We watched the rain start up again and the winds, but this final part of the storm didn't last too long. Eventually the rain stopped and the sun came out. We ate sandwiches for dinner and then walked down one end of our street's loop to see the carnage.
I didn't think to bring my camera (it looked like it was going to rain again), but I got two photos using my cell phone. That first one is the tree that was hit by lightening (the one in front of the teenage girls' house) - you could see the scorch marks where the lightening split the tree in two. The second photo is of the other tree, ripped from the ground and all the fallen electrical lines and mayhem.
It seemed like the whole neighborhood was out. Obviously the road was closed, so more than a few people remarked that Mother Nature had given us a block party. It didn't feel like a celebration, though.
Our electricity went back on a few hours later - how the power company managed this, I don't have any idea. We were grateful for the light and the hot water the power provides, that's for sure. The electricity went off again this morning and I wouldn't be surprised if service is spotty for the next few days while they work out all the kinks.
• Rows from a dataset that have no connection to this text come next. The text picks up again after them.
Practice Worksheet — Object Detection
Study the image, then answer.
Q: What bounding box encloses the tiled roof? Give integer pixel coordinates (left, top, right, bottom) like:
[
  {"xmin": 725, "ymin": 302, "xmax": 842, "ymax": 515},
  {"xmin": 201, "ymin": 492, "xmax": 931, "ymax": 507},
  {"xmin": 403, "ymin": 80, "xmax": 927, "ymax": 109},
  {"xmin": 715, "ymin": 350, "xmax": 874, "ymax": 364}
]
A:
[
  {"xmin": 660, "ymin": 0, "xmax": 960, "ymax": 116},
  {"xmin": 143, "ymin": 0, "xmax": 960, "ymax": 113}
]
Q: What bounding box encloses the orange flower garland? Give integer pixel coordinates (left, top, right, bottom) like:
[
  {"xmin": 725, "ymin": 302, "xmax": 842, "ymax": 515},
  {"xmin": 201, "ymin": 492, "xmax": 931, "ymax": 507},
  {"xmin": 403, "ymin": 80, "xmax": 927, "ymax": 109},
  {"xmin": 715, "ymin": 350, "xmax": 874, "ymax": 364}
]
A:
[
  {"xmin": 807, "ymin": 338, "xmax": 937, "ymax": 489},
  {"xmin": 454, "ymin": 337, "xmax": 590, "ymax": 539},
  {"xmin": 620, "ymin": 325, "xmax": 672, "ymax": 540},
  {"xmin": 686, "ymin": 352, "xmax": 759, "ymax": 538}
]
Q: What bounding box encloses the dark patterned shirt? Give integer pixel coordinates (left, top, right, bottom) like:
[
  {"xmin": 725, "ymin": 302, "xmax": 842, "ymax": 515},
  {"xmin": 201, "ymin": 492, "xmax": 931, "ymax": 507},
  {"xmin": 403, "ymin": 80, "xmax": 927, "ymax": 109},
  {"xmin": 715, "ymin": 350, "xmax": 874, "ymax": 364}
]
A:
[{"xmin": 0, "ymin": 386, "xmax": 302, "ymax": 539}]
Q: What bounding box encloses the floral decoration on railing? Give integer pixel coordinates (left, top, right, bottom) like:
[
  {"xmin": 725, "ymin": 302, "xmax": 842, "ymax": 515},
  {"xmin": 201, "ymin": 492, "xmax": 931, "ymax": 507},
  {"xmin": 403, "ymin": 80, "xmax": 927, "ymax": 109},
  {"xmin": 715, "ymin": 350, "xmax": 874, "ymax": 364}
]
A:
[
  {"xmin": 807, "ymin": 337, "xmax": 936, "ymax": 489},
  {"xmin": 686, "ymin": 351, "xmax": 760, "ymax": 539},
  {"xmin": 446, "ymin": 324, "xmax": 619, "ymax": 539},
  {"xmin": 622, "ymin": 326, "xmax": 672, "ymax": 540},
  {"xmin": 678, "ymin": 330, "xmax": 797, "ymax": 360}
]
Our house is fine, thankfully, and our trees are still upright. The only casualty of the storm is my garage door that broke while we were pulling it down last night. I guess you could say my car is a casualty as well since it's currently being held captive in our garage. If you are wondering how I will spend my afternoon today, the answer is: waiting for the garage door technician to arrive.
I was listening to the news this morning and NPR said that while the National Weather Service is not entirely ready to call what happened in our town a tornado, they are investigating and the phrase "severe wind incident" was mentioned. Our town also has the dubious distinction of having the most power outages in the state! Wooo!